Benny-Nottonson / Mojo-Marathons

Apache License 2.0
28 stars 28 forks source link

Bug with fma operator #2

Open andresnowak opened 2 months ago

andresnowak commented 2 months ago

There seems to be a when using the fma operator in the basic_matmul function, when running it in linux (PopOs at least, mojo 24.4) I get this error assertionError: 24.4375 is not close to 24.453125 with a diff of 0.015625 mojo: error: execution exited with a non-zero result: 1 but changing it to normal res + b * a it works, but in macOs the fma operator works correctly for the tests. P.S: The error seems to be related with float16?, with float32 and 64 (int16 also works correctly and bfloat16 doesn't) the fma operator works but with float16 I get the error, maybe an alignment error happens? (I dont know if you want to remove the fma operator for now at least for the test basic_matmul and use float32)

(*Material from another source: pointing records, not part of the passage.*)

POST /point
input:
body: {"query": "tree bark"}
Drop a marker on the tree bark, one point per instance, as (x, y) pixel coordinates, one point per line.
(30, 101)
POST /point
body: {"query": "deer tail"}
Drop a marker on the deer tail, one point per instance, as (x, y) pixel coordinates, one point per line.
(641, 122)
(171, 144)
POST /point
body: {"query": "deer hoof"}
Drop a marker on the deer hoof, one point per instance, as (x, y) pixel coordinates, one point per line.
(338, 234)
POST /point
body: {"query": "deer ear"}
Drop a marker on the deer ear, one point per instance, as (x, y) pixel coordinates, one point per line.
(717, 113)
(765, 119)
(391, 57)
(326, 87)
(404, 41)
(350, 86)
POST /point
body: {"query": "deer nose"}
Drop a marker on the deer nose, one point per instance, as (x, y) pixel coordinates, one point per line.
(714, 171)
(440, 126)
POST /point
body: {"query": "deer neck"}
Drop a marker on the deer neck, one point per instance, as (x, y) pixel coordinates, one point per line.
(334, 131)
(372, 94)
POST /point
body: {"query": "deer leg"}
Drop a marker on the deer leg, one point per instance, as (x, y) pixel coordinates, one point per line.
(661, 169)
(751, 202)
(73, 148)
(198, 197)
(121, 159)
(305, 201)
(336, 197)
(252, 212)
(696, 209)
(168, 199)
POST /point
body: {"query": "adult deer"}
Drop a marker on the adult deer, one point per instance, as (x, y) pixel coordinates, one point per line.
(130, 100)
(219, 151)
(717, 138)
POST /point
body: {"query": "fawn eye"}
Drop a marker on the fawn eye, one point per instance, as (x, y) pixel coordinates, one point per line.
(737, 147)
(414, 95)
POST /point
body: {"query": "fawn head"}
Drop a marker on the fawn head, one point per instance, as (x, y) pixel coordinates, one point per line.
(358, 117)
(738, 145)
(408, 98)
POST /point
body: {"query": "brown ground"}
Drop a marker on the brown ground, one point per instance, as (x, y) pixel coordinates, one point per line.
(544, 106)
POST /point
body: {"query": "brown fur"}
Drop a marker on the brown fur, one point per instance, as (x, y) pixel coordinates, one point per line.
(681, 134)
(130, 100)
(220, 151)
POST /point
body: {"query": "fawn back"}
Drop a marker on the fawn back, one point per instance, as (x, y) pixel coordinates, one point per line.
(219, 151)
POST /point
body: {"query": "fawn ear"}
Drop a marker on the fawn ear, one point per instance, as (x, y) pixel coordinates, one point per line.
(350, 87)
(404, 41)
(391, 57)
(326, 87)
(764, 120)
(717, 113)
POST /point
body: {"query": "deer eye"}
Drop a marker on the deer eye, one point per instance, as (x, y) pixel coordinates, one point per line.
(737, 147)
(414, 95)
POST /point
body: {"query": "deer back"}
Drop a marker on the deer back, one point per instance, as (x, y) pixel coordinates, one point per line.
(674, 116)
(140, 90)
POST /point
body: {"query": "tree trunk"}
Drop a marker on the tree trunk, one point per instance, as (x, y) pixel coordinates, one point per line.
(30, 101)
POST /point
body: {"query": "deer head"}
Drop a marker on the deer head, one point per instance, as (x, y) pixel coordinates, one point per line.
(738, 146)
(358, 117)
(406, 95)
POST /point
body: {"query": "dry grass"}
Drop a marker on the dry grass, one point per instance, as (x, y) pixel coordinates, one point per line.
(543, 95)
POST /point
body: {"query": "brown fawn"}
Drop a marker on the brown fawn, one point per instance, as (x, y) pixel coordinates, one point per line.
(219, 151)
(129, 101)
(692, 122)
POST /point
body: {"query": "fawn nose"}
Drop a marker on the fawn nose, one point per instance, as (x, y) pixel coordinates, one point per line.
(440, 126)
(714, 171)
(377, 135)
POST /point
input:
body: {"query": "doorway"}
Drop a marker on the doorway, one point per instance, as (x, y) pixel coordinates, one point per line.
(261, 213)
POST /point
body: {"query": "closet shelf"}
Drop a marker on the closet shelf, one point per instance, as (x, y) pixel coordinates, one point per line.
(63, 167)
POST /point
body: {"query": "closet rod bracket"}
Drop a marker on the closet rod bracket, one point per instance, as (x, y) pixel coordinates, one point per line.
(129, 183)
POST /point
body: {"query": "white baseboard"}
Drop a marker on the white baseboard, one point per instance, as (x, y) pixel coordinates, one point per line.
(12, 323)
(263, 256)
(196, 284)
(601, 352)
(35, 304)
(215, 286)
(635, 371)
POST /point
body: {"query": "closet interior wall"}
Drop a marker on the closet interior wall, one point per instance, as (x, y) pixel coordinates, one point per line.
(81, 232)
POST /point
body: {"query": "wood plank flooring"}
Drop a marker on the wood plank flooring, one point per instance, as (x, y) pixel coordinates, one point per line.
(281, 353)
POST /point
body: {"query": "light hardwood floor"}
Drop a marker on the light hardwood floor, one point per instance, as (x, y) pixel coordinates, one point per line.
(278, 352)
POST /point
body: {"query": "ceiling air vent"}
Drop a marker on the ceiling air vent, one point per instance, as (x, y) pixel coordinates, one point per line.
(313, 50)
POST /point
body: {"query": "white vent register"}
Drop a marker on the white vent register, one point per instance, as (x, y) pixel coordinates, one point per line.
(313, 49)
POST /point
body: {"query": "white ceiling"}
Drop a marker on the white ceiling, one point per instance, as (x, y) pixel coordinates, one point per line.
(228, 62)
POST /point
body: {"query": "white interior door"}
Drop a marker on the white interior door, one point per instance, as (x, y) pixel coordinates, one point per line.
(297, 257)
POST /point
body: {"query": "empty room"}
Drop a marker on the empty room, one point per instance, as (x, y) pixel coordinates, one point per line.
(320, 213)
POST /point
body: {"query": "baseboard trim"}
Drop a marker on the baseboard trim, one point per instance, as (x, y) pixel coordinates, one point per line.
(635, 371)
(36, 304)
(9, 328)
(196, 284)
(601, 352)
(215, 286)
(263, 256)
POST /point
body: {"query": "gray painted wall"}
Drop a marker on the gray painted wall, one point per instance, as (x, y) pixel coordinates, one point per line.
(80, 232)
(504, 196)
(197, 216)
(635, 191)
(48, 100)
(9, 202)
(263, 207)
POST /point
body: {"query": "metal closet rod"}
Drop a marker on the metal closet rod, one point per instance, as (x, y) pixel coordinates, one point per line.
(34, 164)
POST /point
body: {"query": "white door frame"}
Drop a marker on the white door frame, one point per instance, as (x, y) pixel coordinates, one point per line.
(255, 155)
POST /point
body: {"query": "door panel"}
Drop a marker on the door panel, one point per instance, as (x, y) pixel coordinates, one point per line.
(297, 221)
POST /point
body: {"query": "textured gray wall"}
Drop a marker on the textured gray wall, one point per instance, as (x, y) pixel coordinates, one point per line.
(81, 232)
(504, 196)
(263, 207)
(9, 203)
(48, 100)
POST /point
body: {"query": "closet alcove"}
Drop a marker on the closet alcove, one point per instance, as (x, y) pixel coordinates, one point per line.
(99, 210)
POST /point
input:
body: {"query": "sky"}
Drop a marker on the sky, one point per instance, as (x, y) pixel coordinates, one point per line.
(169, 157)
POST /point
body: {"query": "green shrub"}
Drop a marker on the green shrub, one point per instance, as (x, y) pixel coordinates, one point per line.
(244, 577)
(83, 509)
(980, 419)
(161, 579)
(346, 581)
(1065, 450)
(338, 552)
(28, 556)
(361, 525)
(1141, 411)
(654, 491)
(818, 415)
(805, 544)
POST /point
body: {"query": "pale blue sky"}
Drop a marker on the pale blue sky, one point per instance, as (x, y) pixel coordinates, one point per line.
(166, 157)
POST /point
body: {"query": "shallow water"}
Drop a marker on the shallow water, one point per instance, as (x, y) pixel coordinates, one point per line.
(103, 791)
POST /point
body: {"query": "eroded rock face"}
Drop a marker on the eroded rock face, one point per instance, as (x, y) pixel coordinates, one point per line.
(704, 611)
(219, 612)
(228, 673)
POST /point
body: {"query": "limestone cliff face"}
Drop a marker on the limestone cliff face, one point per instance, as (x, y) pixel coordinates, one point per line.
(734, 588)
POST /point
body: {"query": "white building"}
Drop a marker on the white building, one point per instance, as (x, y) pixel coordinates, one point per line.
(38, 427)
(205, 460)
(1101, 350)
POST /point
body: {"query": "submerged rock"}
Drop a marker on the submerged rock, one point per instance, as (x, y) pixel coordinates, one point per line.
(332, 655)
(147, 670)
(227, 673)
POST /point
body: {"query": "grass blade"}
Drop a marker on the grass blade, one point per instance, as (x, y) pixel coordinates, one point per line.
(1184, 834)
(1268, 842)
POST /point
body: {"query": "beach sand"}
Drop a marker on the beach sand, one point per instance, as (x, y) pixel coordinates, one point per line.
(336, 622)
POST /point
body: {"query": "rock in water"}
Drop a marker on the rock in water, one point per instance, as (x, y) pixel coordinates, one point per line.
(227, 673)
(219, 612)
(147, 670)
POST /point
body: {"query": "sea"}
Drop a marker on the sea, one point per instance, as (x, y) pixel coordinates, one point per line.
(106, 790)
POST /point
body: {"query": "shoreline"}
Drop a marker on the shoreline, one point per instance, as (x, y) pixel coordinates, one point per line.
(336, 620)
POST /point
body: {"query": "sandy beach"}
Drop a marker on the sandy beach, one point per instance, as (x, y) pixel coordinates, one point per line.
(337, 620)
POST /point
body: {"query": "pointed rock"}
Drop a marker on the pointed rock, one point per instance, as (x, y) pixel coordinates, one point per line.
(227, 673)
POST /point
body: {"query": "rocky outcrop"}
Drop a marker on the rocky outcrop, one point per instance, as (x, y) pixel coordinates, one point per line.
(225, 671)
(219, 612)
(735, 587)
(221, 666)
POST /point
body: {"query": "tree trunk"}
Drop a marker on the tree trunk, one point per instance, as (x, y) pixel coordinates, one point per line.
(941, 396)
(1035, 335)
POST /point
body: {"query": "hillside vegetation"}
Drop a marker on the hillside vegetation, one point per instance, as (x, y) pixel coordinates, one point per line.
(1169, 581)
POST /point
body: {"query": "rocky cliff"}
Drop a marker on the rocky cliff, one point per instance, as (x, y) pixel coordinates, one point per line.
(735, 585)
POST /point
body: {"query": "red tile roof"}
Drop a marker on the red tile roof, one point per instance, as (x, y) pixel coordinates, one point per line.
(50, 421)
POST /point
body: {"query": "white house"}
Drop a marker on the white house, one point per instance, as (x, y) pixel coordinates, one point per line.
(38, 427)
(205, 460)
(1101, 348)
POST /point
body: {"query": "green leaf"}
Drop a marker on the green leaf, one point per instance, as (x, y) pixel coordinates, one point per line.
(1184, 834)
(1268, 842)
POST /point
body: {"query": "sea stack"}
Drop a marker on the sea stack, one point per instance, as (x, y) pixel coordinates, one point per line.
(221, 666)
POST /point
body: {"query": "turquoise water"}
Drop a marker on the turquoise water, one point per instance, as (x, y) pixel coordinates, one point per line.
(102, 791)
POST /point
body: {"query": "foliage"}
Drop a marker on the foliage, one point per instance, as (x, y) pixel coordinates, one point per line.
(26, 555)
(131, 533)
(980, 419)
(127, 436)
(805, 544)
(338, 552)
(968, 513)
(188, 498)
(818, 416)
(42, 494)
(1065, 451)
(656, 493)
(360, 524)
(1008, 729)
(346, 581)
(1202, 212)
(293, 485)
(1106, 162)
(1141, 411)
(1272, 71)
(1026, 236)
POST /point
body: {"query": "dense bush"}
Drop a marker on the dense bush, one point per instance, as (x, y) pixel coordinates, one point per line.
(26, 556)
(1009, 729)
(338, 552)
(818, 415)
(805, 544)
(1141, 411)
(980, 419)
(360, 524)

Benny-Nottonson commented 2 months ago

I would assume this is a numeric stability issue, I was actually thinking about switching the tests to Int16 since I want to encourage less stable algorithms like Strassen, any thoughts?

andresnowak commented 2 months ago

Hmmm I really dont know, like if the idea for the competition is for AI things then one would want a stable algorithm, but if the idea is more general then maybe, the thing is if it isn't a stable algorithm then it isn't good really for what these things would be used so I would think a stable algorithm is better. For the fma error I think is something else because the error is of 1e-2 and it only happens in linux (at least on my machine, and if it is in linux in general then I would think it is a very big error) and with float16 and bfloat16 i Just don't know how to report the error (because i think the error is in the implementation), or well maybe i can report it just linking to these repo.